What equipment and sizes are currently used? What changes do you see in the future- paperless or off-site storage? Who has guests in their offices or work areas? How many people are typically in those meetings? Should each staff team member have standing to sitting adjustable height desks for ergonomic flexibility or could this be accomplished with a variety of break out areas throughout the office? What other functions can the board room that is used two times a year be multi-purposed for?

There’s a lot of different psychology when it comes to colors of office space. What colors are good for different types of offices?

Color and texture go hand in hand. The same color blue on a dull, rustic chipped wood sign versus vibrant blue highly polished metal, give different feelings. In your office space, always use a combination of a neutral backdrop in whites, grays or brown tones along with a complementary primary color group (blue, green, red or yellow tones) to create the best interior palettes. 

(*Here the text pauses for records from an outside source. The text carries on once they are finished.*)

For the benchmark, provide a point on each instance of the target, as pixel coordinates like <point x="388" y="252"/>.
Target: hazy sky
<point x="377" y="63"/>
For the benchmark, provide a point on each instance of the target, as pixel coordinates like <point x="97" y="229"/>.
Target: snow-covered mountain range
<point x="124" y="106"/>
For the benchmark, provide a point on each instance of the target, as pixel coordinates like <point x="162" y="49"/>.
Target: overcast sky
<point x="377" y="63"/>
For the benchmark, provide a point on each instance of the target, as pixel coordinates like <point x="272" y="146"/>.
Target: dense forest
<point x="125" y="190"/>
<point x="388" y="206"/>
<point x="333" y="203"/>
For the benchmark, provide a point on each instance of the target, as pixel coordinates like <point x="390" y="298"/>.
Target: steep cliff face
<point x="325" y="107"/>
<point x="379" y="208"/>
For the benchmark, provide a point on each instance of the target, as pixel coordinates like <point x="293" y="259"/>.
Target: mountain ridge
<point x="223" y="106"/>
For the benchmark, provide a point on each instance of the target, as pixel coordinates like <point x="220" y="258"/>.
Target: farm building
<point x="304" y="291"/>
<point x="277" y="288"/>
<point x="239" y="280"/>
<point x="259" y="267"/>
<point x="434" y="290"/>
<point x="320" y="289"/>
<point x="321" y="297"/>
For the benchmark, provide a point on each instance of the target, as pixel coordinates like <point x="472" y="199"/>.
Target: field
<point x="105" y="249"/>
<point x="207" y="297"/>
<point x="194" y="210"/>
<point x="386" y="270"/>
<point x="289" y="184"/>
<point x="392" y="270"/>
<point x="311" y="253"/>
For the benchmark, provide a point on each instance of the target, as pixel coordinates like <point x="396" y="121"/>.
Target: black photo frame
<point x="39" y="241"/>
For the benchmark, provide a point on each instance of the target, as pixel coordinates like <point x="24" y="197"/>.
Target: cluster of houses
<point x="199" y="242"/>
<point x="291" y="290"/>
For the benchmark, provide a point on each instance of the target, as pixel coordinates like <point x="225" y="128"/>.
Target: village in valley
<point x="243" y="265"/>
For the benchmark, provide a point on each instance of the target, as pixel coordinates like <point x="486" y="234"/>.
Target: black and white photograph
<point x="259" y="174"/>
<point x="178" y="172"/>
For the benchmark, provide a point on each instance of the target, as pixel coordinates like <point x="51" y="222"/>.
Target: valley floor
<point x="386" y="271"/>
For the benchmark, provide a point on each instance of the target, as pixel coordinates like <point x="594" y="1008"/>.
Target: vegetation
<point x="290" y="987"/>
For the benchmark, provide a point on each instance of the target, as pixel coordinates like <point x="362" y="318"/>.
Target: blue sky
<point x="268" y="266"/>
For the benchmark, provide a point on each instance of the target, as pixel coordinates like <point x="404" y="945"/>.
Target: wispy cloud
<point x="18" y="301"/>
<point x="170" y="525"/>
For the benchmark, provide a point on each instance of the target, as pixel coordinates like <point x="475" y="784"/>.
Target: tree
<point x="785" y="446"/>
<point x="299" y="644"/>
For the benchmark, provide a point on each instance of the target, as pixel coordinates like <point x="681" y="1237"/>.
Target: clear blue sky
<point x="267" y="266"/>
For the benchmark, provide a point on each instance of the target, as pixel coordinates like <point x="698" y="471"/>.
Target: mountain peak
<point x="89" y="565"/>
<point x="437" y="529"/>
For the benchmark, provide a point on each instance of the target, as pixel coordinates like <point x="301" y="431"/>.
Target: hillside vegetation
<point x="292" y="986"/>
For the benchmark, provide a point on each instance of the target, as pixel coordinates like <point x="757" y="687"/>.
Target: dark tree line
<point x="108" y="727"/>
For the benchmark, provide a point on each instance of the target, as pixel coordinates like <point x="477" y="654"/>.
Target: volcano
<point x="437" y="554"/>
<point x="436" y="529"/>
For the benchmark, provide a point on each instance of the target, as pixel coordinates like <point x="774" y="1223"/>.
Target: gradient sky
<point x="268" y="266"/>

Blues are calming and stimulates productivity. Green reflects nature bringing feelings of growth and a calming balance. Red is energizing creating competitive feelings. Yellow feels cheerful and inspires creativity. When selecting your color palette, also consider the texture of the materials. “Resimercial” is a trend where the durability and function of commercial office elements are reflecting the soft, comforting features of our homes. Textures in a live wall with green plants, upholstered furnishings with textural soft wool pillows and the illusion of mosaic rugs in carpet and ceramic tile pattern layouts are examples of these. What is the color ‘feeling’ you want your guests and staff to be influenced with?